Il decreto Salva Italia impone di rimetter mano ai coefficienti di trasformazione utilizzati per calcolare la prima annualità di pensione. Perché quelli in vigore per il triennio 2010‑2012 riguardano le sole età da 57 a 65 anni, mentre da gennaio serviranno anche quelli da 66 a 70. L’occasione non dovrebbe essere perduta per correggere un meccanismo di revisione profondamente sbagliato, con coefficienti che si rivelano iniqui sia in senso inter‑generazionale sia in senso intra‑generazionale. Ma occorre far presto.

“Progettare un buon sistema pensionistico” è il titolo emblematico della bella lezione che Peter Diamond tenne in Banca d’Italia il 18 giugno 2004. Nella discussione che seguì, gli fu chiesto perché il sistema italiano fosse così disorganico e incoerente. Essendo solo un economista importante e non anche un esperto di politica italiana, Diamond avrebbe potuto sottrarsi. Invece, avanzò un’ipotesi di spiegazione preceduta da una premessa. La premessa fu che i ponti devono essere progettati dagli architetti e dagli ingegneri, come i sistemi pensionistici dagli economisti e dagli attuari. L’ipotesi fu che, in Italia, potesse essere andata diversamente.

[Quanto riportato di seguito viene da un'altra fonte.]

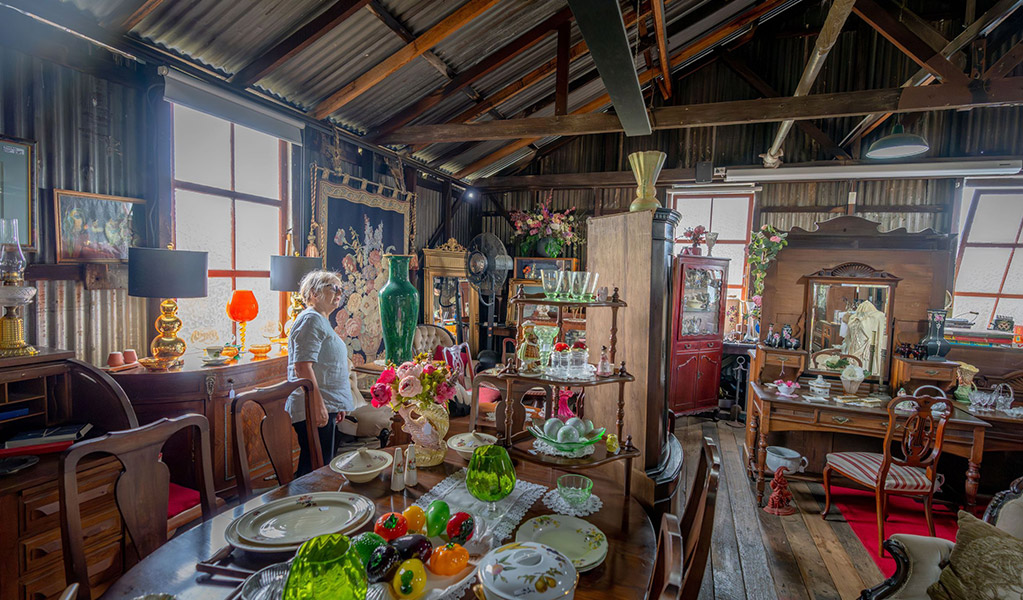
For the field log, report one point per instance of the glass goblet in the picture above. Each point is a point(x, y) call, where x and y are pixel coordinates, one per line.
point(490, 476)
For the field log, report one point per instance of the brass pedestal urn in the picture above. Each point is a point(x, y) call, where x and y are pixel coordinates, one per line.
point(12, 343)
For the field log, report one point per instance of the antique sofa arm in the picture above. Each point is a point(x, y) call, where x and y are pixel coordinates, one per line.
point(919, 560)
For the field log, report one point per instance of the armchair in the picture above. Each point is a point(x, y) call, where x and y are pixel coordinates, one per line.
point(919, 559)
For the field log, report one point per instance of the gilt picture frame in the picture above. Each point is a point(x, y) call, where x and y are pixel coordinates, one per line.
point(93, 228)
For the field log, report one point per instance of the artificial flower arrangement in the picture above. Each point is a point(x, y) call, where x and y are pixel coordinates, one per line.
point(552, 228)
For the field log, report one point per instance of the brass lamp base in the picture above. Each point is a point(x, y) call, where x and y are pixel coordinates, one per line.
point(167, 344)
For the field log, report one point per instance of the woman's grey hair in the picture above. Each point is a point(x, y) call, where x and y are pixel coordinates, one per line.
point(315, 282)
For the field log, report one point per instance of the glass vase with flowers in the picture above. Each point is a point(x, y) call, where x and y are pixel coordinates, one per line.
point(418, 390)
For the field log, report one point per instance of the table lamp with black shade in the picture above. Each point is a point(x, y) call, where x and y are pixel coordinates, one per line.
point(167, 274)
point(286, 274)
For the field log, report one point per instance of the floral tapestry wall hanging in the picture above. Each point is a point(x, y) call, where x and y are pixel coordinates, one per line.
point(355, 224)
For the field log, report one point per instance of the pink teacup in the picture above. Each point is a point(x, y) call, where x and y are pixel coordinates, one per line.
point(115, 359)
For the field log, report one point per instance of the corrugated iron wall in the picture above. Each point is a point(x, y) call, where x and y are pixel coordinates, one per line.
point(91, 136)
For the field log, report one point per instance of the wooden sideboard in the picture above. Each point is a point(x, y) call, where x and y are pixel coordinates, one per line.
point(207, 390)
point(58, 389)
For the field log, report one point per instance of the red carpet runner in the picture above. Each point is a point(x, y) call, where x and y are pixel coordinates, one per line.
point(905, 515)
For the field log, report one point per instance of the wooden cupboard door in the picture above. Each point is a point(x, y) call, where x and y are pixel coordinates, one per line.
point(708, 379)
point(683, 378)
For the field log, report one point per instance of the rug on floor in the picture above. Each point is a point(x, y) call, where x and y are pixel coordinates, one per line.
point(905, 515)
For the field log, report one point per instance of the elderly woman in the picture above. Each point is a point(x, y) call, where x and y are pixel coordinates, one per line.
point(316, 353)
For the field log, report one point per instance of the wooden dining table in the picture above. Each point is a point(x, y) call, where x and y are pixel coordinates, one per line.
point(171, 569)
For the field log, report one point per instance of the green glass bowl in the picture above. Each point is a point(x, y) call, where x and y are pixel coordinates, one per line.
point(575, 489)
point(589, 440)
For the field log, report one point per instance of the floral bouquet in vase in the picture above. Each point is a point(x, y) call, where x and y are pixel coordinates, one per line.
point(418, 390)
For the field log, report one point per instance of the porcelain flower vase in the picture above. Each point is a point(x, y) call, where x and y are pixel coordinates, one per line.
point(428, 426)
point(399, 303)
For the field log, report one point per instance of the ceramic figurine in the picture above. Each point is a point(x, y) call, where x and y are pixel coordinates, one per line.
point(604, 368)
point(398, 471)
point(411, 474)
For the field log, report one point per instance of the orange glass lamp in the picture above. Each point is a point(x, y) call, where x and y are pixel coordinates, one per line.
point(242, 309)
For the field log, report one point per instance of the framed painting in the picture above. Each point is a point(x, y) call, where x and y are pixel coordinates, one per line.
point(357, 224)
point(93, 228)
point(530, 267)
point(17, 187)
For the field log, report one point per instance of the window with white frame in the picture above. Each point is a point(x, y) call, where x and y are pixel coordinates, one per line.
point(728, 216)
point(989, 264)
point(230, 199)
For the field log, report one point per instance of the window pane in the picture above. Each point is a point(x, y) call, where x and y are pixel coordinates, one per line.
point(269, 307)
point(203, 222)
point(695, 212)
point(205, 319)
point(730, 218)
point(982, 306)
point(202, 148)
point(257, 168)
point(257, 235)
point(996, 219)
point(982, 269)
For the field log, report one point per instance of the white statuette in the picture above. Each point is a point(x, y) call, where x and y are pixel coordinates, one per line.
point(398, 471)
point(411, 474)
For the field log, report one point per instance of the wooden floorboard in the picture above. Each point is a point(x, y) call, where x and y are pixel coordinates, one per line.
point(760, 556)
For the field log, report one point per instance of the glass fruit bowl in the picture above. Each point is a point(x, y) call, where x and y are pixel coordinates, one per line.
point(584, 441)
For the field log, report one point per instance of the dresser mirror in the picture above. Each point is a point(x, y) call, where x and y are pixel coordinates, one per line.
point(849, 315)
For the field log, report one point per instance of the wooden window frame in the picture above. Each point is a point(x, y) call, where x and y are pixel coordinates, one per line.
point(977, 193)
point(281, 202)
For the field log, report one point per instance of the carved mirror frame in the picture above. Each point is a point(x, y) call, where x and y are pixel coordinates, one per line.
point(857, 274)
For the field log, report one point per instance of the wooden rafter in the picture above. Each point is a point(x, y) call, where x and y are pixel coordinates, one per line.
point(912, 45)
point(660, 32)
point(1006, 91)
point(476, 72)
point(428, 40)
point(295, 43)
point(756, 82)
point(983, 26)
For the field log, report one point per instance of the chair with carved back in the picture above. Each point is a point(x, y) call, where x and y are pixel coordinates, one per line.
point(919, 435)
point(141, 492)
point(274, 429)
point(683, 545)
point(832, 355)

PROGETTARE ANZICHÉ IMPROVVISARE

Diamond non intese certo proporsi come il campione della tecnocrazia. Volle solo segnalare che i sistemi a ripartizione (molto più di quelli a capitalizzazione) sono architetture complesse che devono essere ispirate da una definizione condivisa di equità, ma soprattutto resistere alle turbolenze ambientali, sia economiche sia demografiche. La politica deve assumere la decisione finale, ma senza pretendere di progettare lei stessa.
Nel mondo le cose vanno generalmente così. Ad esempio, per realizzare l’abortita riforma della Social Security, il Presidente Bush aveva insediato una commissione di cui Diamond faceva parte. La riforma contributiva svedese fu disegnata da una Pension Commission che lavorò cinque anni, due dei quali per preparare le linee guida, approvate dal Parlamento nel 1994, e tre per scrivere il testo “operativo” approvato nel 1997 (ed entrato in vigore l’anno dopo). I sofisticati “sistemi a punti” adottati dalle più recenti riforme tedesca e francese sono stati parimenti progettati da commissioni di esperti che hanno lavorato a lungo.
La tradizione italiana è affatto diversa. In tempi di vacche grasse, la politica improvvisava favori per generare consenso. Da quando le vacche sono magre, i governi intervengono con l’acqua alla gola per fare cassa. In entrambe le fasi, i provvedimenti sono stati parziali e disorganici.

CI PROVÒ LA RIFORMA DINI

Fece eccezione l’ambiziosa riforma del 1995 che provò a riprogettare la ripartizione per garantire la sostenibilità “strutturale” e per fare spazio a una nuova idea di equità, definita come equivalenza attuariale fra i contributi e le prestazioni di ciascuno. (1) Ma le condizioni ambientali e lo scarso tempo disponibile consentirono un risultato mediocre, come concorda Piero Giarda in un articolo su Economia Politica del 1998. (2)
In verità, la riforma Dini è disseminata di errori grossolani a nessuno dei quali è stato fin qui posto rimedio. Abbiamo già discusso qui quello che riguarda il meccanismo di indicizzazione (Pensioni, un buon inizio. Ma c’è altro da fare). Un altro è la revisione decennale dei coefficienti di trasformazione che sono moltiplicati per il montante contributivo per generare la prima annualità di pensione. La legge 247/2007 ritenne di passare da dieci anni a tre; il decreto “Salva Italia” da tre a due (a partire dal 2022). Se ne deduce che il legislatore italiano sembra convinto che “sia bene” ridurre l’intervallo. Ma non è così. La soluzione tecnicamente corretta è ben altra.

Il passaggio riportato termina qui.